A Film Johnnie (USA, 1914)

Even for those who are not fond of silents, this film is full of historic value. By showing a sort of “film inside the film”, we can have a rare insight about what it was like to go to the cinema in the 1910s. We can also have an insight on the backstage of Keystone studios, as well as its working practices. 
Furthermore, Chaplin was at the very beginning of his career in films. We can see the evolution of the Little Tramp, who was originally a rough, impolite troublemaker, at first without the pathos that would soon make Chaplin famous worldwide. 
It is also possible to make comparisons between the plot of his film and the very beginning of Chaplin cinematic career, with him trying to be accepted in his new work and having a difficult attitude with his peers at the same time. There are stories of Chaplin having refused to be directed by Mabel Normand and clashed with other directors of Keystone studios. 

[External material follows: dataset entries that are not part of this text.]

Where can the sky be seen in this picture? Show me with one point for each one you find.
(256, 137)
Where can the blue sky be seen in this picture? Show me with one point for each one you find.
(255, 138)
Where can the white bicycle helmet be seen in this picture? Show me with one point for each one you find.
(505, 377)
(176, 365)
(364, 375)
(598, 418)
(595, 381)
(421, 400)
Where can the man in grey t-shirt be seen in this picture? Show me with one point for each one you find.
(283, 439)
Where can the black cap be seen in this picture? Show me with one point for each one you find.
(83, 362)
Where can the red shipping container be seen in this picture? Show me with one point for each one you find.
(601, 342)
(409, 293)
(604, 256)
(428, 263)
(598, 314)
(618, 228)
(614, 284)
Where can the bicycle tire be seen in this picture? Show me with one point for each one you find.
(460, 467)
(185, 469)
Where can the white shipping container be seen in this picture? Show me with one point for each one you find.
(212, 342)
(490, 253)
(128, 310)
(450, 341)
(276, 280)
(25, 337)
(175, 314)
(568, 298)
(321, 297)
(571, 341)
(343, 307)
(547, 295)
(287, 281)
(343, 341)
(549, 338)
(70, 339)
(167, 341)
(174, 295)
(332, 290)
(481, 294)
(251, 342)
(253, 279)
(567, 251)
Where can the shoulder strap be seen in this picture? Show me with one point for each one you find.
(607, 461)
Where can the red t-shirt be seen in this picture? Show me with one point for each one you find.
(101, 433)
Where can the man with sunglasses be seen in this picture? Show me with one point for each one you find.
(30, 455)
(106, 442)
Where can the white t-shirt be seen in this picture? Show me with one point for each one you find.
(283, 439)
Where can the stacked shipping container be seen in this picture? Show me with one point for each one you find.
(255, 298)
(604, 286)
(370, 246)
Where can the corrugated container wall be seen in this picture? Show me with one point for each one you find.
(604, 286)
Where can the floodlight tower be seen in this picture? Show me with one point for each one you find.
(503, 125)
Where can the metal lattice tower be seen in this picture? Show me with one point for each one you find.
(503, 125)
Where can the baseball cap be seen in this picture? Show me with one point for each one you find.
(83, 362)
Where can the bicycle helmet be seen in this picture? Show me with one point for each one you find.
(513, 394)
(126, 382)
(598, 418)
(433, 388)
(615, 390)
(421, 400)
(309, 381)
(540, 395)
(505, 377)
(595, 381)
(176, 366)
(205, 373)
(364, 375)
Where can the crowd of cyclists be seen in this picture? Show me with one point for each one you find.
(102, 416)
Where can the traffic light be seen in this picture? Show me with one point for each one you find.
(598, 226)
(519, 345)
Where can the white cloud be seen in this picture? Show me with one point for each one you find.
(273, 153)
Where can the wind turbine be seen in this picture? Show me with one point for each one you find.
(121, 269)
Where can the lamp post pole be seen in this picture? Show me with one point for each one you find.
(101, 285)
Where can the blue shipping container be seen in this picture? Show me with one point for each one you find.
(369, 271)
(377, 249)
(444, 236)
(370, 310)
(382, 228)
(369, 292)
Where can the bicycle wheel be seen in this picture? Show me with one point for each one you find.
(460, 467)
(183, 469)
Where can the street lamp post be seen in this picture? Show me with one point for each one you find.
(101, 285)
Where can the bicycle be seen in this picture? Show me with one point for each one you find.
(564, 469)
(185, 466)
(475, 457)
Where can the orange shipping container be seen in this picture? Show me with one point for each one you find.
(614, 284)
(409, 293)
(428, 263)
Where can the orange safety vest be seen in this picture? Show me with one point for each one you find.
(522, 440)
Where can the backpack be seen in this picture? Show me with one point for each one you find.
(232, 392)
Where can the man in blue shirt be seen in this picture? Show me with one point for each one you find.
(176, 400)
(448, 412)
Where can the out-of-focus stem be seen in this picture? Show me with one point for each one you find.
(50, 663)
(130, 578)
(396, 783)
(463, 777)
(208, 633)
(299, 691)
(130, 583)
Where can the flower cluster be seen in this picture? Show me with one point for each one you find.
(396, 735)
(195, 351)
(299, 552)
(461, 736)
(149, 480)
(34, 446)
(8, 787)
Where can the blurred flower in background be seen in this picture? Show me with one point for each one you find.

The Little Tramp goes to the cinema and falls in love with the girl in the picture of the publicity material outside the cinema. Of course that the girl turned out to be Mabel Normand and the film was produced by the Keystone studios. A noteworthy observation is that, even though it was Mabel Normand`s picture outside the cinema, the character turned out being played by another actress Peggy Pearce. 
There`s a rumor that Mabel Normand did not act in this comedy because Chaplin had previously clashed with Normand while making another film and she simply refused to work with him again. And that made the studio replace Normand by Pearce. 
Chaplin enters the cinema and ends up causing chaos with other moviegoers. He was not only impolite with other people, but also very naïve in taking what he saw on screen as if it was real. His love for the Keystone Girl only grows bigger. 
After a fight at the cinema and being kicked out by the audience, the Little Tramp ends up on the doorstep of Keystone studios. The reasons for it aren`t clear. Was he looking for his sweetheart? Looking for a job? Begging for money/food? We cannot say for sure. When the “Keystone players arrive at the studio”, as one of intertitles says, modern-day audiences can see some of the biggest stars of the studio of the day, including Roscoe “Fatty” Arbuckle, who in real life played an influence on how the Little Tramp character would be built up and was already an established comedy actor when Chaplin started working at Keystone studios in 1914. 
The Little Tramp finally got to enter the studio, but he created a huge chaos. Then, there was a fire and the actors and studio crew ran to the scenery in order to get some “atmosphere” for the film. In the first years of Keystone studios (which had been founded in 1912), it was a usual that films were made on the spot of real-life events.
This short film does provide a rare and accurate insight about entertainment early XX century, both under the perspective of young Hollywood industry and of audience and how they related to films. Highly recommended for those interested to know about the evolution of cinema in a fast and practical way.